Investigation of Methuosis in Glioblastoma Cell Lines in Response to Treatment with Novel Chalcones

Abstract

The knowledge of cell death mechanisms following cancer therapies is continuing to expand. What was formerly understood as either apoptotic or necrotic cell death has evolved with recent research into non-classical cell death pathways. Our interest in non-classical cell death pathways resulted from our recent investigations of synthetic chalcone derivatives in glioblastoma cell lines. We previously reported on the cytotoxicity of two of our synthetic chalcones, RK6 and RK15, in glioblastoma cell lines (IC50 values: 10-20 µM). In our investigations into the mechanisms of action for these chalcones, we found that they induced cell death through a non-caspase mediated mechanism. Others have suggested that treatment of glioblastoma cells with chalcone-like compounds may induce methuosis, a nonapoptotic form of cell death involving the formation of vacuoles from macropinosomes which leads to cell lysis. With this in mind, we sought to determine if cell death caused by RK6 and RK15 was mediated through methuosis. Methuosis involves activation of the Ras signaling pathway followed by activation of Rac1, leading to vacuole formation and ultimately cell death. Rac1 inhibitors, such as EHT1864, have been shown to inhibit methuosis by preventing vacuole formation.
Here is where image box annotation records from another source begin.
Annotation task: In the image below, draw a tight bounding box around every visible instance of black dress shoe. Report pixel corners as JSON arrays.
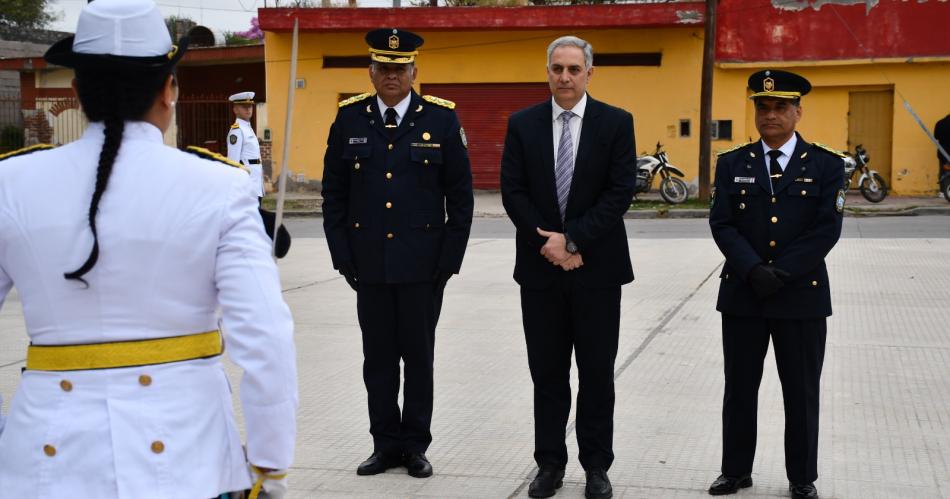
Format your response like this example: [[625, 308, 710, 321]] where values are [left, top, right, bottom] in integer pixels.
[[356, 452, 401, 475], [584, 470, 614, 499], [405, 452, 432, 478], [788, 483, 818, 499], [528, 468, 564, 497], [709, 475, 752, 496]]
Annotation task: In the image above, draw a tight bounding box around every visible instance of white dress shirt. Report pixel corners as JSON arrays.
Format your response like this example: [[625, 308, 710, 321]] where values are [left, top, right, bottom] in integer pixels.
[[228, 118, 264, 197], [0, 122, 297, 499], [376, 92, 412, 126], [551, 93, 587, 171], [759, 133, 798, 175]]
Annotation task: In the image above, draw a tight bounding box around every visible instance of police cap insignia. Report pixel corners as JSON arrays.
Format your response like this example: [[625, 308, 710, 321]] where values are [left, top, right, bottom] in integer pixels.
[[749, 69, 811, 99], [366, 28, 425, 64]]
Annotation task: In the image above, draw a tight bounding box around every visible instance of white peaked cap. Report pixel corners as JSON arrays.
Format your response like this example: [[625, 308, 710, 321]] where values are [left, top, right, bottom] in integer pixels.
[[228, 92, 254, 104], [73, 0, 172, 57]]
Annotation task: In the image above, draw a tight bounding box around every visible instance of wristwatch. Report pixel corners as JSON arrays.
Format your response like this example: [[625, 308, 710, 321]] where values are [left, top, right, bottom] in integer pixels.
[[564, 232, 577, 255]]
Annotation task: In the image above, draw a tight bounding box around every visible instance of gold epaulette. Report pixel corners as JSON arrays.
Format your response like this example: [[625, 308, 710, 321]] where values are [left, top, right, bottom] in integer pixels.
[[0, 144, 56, 161], [716, 142, 752, 157], [422, 95, 455, 109], [337, 93, 373, 107], [811, 142, 848, 158], [185, 146, 251, 175]]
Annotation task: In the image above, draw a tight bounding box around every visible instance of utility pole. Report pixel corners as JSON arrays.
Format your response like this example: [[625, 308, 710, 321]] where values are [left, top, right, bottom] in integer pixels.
[[699, 0, 719, 201]]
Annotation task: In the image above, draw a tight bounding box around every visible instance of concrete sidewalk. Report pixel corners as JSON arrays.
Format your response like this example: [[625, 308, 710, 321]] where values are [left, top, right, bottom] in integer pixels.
[[265, 189, 950, 219], [0, 237, 950, 499]]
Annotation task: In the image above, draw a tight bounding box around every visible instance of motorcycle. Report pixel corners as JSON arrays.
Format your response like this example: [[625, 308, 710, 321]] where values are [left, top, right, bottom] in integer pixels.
[[940, 163, 950, 203], [633, 142, 689, 204], [844, 144, 887, 203]]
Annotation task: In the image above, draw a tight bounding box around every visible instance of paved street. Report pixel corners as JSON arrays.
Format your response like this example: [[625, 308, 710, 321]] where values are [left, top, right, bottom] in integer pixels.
[[0, 216, 950, 499]]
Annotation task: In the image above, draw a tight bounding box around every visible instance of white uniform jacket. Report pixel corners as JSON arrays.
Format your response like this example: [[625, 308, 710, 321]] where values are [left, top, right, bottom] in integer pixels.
[[0, 122, 297, 499], [228, 118, 264, 196]]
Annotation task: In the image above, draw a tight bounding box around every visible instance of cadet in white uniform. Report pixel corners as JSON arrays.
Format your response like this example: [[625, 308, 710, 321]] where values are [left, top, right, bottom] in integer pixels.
[[228, 92, 264, 197], [0, 0, 298, 499]]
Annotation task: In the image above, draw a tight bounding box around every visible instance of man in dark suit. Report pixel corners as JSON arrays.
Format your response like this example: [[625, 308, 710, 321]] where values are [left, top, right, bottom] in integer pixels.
[[323, 29, 474, 478], [501, 36, 636, 498], [709, 70, 845, 498]]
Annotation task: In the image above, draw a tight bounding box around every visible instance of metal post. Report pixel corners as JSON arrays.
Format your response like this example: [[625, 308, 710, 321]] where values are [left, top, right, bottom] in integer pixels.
[[271, 18, 298, 260], [699, 0, 719, 201]]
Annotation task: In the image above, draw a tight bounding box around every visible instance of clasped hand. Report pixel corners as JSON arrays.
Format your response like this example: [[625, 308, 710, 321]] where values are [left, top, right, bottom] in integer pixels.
[[538, 228, 584, 270]]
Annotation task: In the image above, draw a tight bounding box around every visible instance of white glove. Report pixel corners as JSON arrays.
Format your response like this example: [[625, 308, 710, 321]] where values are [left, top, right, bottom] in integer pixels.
[[248, 464, 287, 499]]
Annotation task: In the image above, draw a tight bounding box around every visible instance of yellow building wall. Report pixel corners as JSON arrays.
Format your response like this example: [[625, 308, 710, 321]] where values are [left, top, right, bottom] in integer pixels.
[[264, 28, 712, 186], [264, 27, 950, 195], [713, 60, 950, 195]]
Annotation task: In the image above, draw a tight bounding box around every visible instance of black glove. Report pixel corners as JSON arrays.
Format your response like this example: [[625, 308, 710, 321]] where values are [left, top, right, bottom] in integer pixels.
[[749, 264, 791, 298], [339, 262, 359, 291], [432, 269, 452, 293]]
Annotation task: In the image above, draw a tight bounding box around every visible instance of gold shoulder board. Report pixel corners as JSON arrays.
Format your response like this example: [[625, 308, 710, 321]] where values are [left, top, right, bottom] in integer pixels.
[[338, 93, 373, 108], [185, 146, 251, 174], [0, 144, 56, 161], [811, 142, 847, 158], [422, 95, 455, 109], [716, 142, 752, 156]]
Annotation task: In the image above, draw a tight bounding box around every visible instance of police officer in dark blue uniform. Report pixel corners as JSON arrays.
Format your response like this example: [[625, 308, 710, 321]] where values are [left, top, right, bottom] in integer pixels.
[[323, 29, 474, 478], [709, 70, 844, 498]]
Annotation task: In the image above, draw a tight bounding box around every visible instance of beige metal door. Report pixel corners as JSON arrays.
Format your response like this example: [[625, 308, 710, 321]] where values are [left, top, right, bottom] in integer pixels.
[[848, 90, 894, 185]]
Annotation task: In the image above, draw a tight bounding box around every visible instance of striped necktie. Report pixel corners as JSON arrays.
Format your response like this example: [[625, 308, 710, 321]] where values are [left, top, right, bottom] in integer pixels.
[[768, 149, 782, 193], [554, 111, 574, 222]]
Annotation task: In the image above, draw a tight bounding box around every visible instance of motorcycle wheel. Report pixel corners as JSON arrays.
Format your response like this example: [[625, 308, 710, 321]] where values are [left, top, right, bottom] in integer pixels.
[[861, 173, 887, 203], [660, 177, 689, 204]]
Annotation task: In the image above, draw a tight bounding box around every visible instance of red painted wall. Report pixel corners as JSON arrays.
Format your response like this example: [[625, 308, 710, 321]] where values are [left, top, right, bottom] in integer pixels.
[[716, 0, 950, 62]]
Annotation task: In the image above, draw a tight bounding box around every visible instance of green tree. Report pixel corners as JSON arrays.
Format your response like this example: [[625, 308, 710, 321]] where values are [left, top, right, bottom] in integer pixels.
[[0, 0, 56, 29]]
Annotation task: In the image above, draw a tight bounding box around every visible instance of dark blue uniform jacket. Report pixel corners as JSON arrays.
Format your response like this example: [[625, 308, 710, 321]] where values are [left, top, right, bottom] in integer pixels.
[[709, 136, 844, 319], [323, 92, 474, 284]]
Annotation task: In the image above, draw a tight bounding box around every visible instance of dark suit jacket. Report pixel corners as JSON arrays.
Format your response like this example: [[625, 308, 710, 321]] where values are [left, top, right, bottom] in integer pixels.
[[323, 92, 474, 284], [501, 95, 636, 288], [709, 136, 844, 319]]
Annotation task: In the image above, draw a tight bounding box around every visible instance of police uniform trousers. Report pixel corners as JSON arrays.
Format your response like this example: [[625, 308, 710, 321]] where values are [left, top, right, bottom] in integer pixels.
[[521, 272, 620, 470], [722, 313, 827, 483], [356, 282, 444, 455]]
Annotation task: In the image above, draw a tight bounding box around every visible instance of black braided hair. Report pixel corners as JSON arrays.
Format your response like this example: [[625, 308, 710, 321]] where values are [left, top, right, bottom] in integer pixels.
[[63, 69, 175, 287]]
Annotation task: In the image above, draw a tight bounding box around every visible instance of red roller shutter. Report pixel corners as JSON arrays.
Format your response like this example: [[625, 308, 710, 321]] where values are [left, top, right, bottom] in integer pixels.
[[422, 83, 551, 189]]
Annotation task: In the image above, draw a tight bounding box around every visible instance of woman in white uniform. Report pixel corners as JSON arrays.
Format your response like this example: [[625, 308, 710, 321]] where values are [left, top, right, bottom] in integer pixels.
[[0, 0, 297, 499]]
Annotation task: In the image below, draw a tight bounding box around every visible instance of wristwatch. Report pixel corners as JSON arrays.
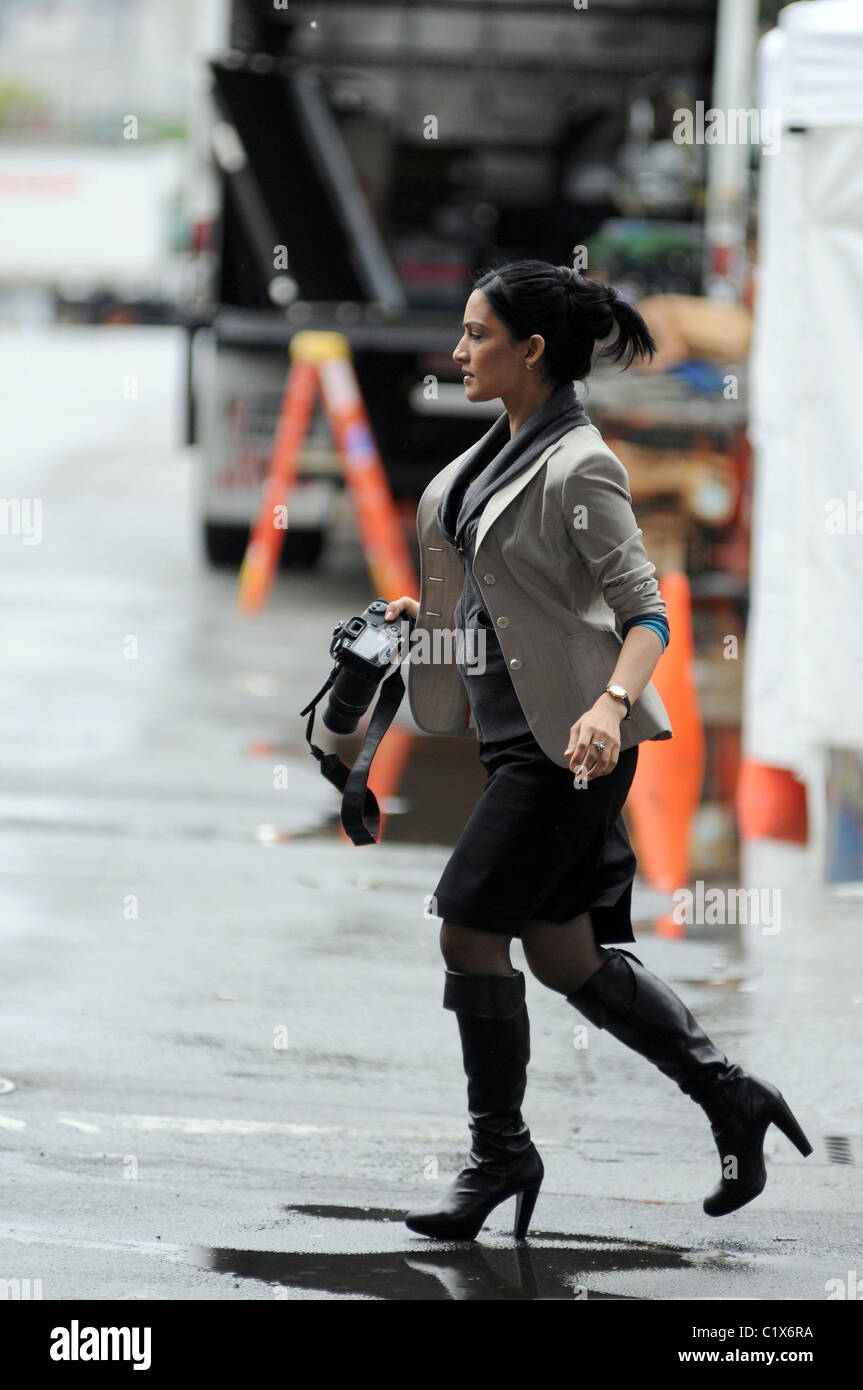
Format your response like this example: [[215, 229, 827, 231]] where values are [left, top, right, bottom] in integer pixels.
[[606, 685, 632, 723]]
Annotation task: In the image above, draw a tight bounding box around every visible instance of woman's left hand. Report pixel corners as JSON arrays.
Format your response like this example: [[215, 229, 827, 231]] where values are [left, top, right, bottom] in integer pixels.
[[564, 694, 627, 781]]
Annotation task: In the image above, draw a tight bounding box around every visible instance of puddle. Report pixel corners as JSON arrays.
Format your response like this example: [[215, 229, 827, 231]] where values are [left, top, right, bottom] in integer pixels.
[[186, 1204, 748, 1302]]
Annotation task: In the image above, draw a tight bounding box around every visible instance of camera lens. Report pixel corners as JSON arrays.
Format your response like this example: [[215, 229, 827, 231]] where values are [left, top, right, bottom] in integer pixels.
[[321, 671, 378, 734]]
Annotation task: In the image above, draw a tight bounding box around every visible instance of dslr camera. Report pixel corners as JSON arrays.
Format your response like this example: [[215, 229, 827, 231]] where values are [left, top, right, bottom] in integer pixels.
[[321, 599, 413, 734]]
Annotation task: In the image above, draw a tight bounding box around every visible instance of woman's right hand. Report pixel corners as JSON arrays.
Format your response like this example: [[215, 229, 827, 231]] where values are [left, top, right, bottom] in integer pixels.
[[384, 594, 420, 623]]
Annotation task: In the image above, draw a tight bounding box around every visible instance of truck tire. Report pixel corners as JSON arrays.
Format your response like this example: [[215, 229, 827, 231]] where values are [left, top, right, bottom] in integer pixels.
[[203, 521, 324, 570]]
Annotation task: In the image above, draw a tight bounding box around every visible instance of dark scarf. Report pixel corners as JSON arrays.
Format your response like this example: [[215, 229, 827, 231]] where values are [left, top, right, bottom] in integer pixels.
[[436, 381, 589, 549]]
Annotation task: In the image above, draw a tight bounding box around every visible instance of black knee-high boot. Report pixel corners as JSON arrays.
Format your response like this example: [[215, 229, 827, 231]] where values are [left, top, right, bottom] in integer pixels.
[[567, 948, 812, 1216], [404, 970, 545, 1240]]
We hypothesized that EHT1864 would reduce the cytotoxic effects of RK6 and RK15 in glioblastoma cell lines. To test our hypothesis, we used the XTT assay to assess cellular viability after treating glioblastoma cell lines, A-172, T98G, and U87, with various concentrations of our synthetic chalcone compounds, RK6 and RK15, with and without EHT1864. In each of our experiments, EHT1864 failed to prevent cell death caused by RK6 and RK15, thereby suggesting our initial hypothesis was incorrect. Interestingly, in several instances, EHT1864 actually enhanced the cytotoxic effects of RK6 and RK15. This data suggests that methuosis is likely not involved as a cell death mechanism for RK6 and RK15. However, the enhancement of RK6 and RK15-induced cytotoxicity by the Rac1 inhibitor, EHT1864, warrants further investigation.